- Clone the repo to your local machine (git clone ...)
- Use the conda_env.yaml file to create an env for this project (conda env create -f conda_env.yaml) and activate it (conda activate vision)
- Install the pytorch version that suits your system
- From inside the local repo:
- run "pip install -e ."
To reproduce the whole experiment (skip to step 13./14. if you only want to verify the classification results or do reconstructions)
- Get the images
- run "python ./utils/download_imagenet_subset.py" to get the ImageNet dataset
- Download the Face images from Kaggle (ImageNet does not contain pure face images), unpack it, and put the images into a folder called "face" inside ./data/images/image_subset
- run "python ./utils/create_experiment_data.py" which will create the actual selection of images for the experiment in ./data/images/image_subset_easy This includes 20 image classes with 30 images each.
- Psychopy setup:
-
Download and install Psychopy
-
Open the Psychopy Coder and open the experiment.py from the psychopy folder
Note: the loopTemplate1.xlsx tells the experiment from which images to randomly sample in the loop.
-
Hit "Run Experiment" which will open the experiment scream and start the stream to Lab Streaming Layer.
-
Latency: the timings in Psychopy are based on the screen refresh rate of the monitor in use. Modern displays often post-process images (e.g. in movie or "game mode") which causes a delay. Switch those modes off (for more, see here).
- EEG Computer Setup:
- Install Unicorn Suite Hybrid Black software which is the software through which you connect your Gtec Unicorn Hybrid Black headset.
- Disable the internal Bluetooth adapter of your computer (device manager – Bluetooth – disable)
- Insert Gtec USB bluetooth dongle.
- Disable power saving mode (Open the Bluetooth properties of the “Generic Bluetooth Radio” in the device manager. Go to “Power Management” tab and deselect “Allow the computer to turn off this device to save power”.)
- Open the Unicorn Suite and go to “My Unicorn” tab to connect the headset via bluetooth. If the device blinks slowly, the connection is established.
- EEG Physical Setup: Previous research has shown that the most predictive channel locations for the detection of observed image classes are all located over the occipital and parieto-occipital lobes. Therefore, we have adjusted the default channel locations of the Gtec Unicorn headset. The placements can be taken from the images below.The numbers indicate the channel number (you can find them on the electrodes of the headset).
- Lab Streaming Layer (LSL):
LSL is used to synchronously measure the EEG activity and the timestamps coming from the experiment in Psychopy. For the EEG:
- Follow this tutorial to setup the Unicorn LSL.
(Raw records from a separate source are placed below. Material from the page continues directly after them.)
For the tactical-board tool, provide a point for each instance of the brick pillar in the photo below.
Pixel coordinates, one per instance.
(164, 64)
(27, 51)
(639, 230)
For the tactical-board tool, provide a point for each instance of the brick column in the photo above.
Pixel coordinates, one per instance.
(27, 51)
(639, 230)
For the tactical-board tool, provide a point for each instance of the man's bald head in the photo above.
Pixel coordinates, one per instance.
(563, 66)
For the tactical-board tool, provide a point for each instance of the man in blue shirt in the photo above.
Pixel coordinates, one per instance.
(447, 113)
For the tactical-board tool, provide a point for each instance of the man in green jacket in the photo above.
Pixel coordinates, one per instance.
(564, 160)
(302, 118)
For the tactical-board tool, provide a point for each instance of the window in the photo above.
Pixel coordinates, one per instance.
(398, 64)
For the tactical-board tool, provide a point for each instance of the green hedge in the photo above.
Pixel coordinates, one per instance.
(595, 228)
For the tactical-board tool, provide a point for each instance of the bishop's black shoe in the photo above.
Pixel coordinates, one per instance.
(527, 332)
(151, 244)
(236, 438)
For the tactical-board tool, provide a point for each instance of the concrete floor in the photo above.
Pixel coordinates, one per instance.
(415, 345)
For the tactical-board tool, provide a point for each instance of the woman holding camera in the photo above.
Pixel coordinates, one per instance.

- If your device is connected, you can open and start the datastream from the EEG (the device LED will be continuously on if succesful). For Psychopy:
- Open the Psychopy Coder and start the experiment by hitting the run button.
This will open another stream coming from Psychopy. Wait for the popup that asks for the participant and session, but don't click on "Okay", yet.
At this point, the stream becomes visible to the Lab Recorder. Once both streams are incoming, open the LabRecorder (also from LSL and can be downloaded here) and select the open streams to record from them. Select "./data/recordings" as the output folder and let it save the data in BIDS format. Then "start the LabRecorder.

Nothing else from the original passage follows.